Hey guys,
I’m sorry this is a typed report - I’ve just had two wisdom teeth extracted so I can’t speak, nothing like trying to break down global macro on a video with impaired speech.
I just want to assure you all that this is the very start for MMH, I was less active last week because all of my hours wer spent reading papers and improving.
The value is only up from here.
Emmanuel done a great report a couple of days ago - I hope you all read, there was a lot of value in it.
So, it seems like the regime may have been put on pause after the Fed meeting last night.
Let’s get into that…
Curve Flattener Update
We are beginning to move ITM on this trade idea I shared just over a week ago.
I’m expecting that August will be the beginning of the real move here, as always I will keep you guys updated.
The Fed Meeting
The Fed held rates steady at 4.25%–4.50% last night, maintaining their cautious stance as inflation slows but remains sticky. Notably, two Fed governors (Waller and Bowman) dissented, voting for a rate cut—signaling a growing internal divide on the path forward.
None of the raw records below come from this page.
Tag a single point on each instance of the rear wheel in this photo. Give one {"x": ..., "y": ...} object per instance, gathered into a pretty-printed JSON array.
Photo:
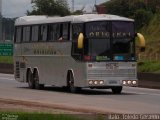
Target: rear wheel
[
  {"x": 117, "y": 90},
  {"x": 36, "y": 79},
  {"x": 31, "y": 82},
  {"x": 70, "y": 84}
]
A rate cut makes no sense with how present inflation and growth still are (although I am bearing in mind that Fed member Waller is just acting in favour of Trump as he wants to be the next Fed chair).
Key notes from Powell:
“The economy remains in a solid position overall.”
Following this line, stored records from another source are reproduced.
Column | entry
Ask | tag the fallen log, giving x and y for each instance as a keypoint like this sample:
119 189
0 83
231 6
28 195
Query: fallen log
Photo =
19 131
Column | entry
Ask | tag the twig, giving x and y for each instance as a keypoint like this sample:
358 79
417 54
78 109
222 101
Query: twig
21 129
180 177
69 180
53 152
“Inflation is still running above target, but progress has stalled somewhat.”
He acknowledged tariff-related price pressures as a possible headwind to disinflation.
Powell said the Fed needs “more good data” before easing policy, calling the two governor dissents "constructive."
So to keep it simple, Powell pivoted. We’ve had a series of meeting where his stance is neutral at best which has fuelled the rally in equities but now that idea has some downside risk with the Fed acknowledging (finally) that the economy has still got growth and inflation tail-risks!
There’s now 45-50bp priced in for a cut in September, which is more in line with where rate expectations should be (see my report below):
The 10Y note told us everything we needed to know, a small sell-off to then mean revert back to previous pricing. If the Fed were neutral/dovish, this would’ve sent duration through the floor but we can see evidently in price that the Fed’s stance is to step back onto the curve, take control of inflation and growth finally. The 10Y is below:
We’re seeing company’s earnings above consensus, PCE at 2.5% YoY, NFP adding jobs every month (147k prev), jobless claims at their lowest since April, it’s an economy that is simply not restrictive enough. But now there lays a big change, a change in stance from Powell, what does this mean though?
Equity rallies are likely going to slow and bonds will likely trickle up higher based on cuts being priced out for this year meaning that this will be the bias going into at least the next meeting. This doesn’t mean that equities won’t continue higher, but now there is just no edge in being exposed mega-long. You can still run small on long posiitons but honestly when there is no edge, what is the point?
So now we have more clarity, the focus switches back to tariffs (yet again). I couldn’t write a report wihtout including the madness of copper pricing yesterday, headlines below:
COMEX COPPER FUTURES DROP AS MUCH AS 16%
WHITE HOUSE: TRUMP PROCLAMATION IMPOSES UNIVERSAL 50% TARIFFS ON IMPORTS OF SEMI-FINISHED COPPER PRODUCTS AND COPPER-INTENSIVE DERIVATIVE PRODUCTS EFFECTIVE AUGUST 1
-23% later..
The copper move wasn’t isolated. Broader tariffs targeting India and Brazil were also rolled out, with the White House citing “strategic and political concerns” rather than just economic competition. These tariffs are raising global tensions and injecting fresh uncertainty into equity and commodity markets.
On a more positive note, a US–EU trade agreement was struck, capping mutual tariffs at 15%. This has been viewed as a stabilising factor, temporarily easing transatlantic tensions and helping lift futures markets in both Europe and the US. Still, the IMF issued a warning this week, stating that the fast presence of tariffs remains a global inflation risk and may dampen global growth even if US markets appear resilient for now.
So our bias played out and the S&P 500 continues to push record highs, powered largely by mega-cap tech names and AI-linked earnings from firms like Nvidia. However, market euphoria is starting to trigger concern on Wall Street. Multiple analysts (including those at major investment banks) have raised red flags about overstretched valuations. Sentiment indicators are now flashing warning signs similar to previous speculative peaks, suggesting traders should remain cautious even as indexes climb. This narrative (although I dislike sell-side bias) actually fits the Fed’s stance.
At the same time, recent positioning data shows many formerly bearish investors being forced to unwind bets against US equities and the dollar (we see this reflected in the price with aggressive rallies). In fact, the dollar is now on pace for its first monthly gain of 2025 as investors rush back into US assets on relatively strong macro data and tech optimism. This positioning reversal is providing added fuel to the market’s upside but it also sets the stage for potential sharp pullbacks if the data disappoints.
Watch out for correlations, the last thing an equity market wants to see is bonds moving higher with it.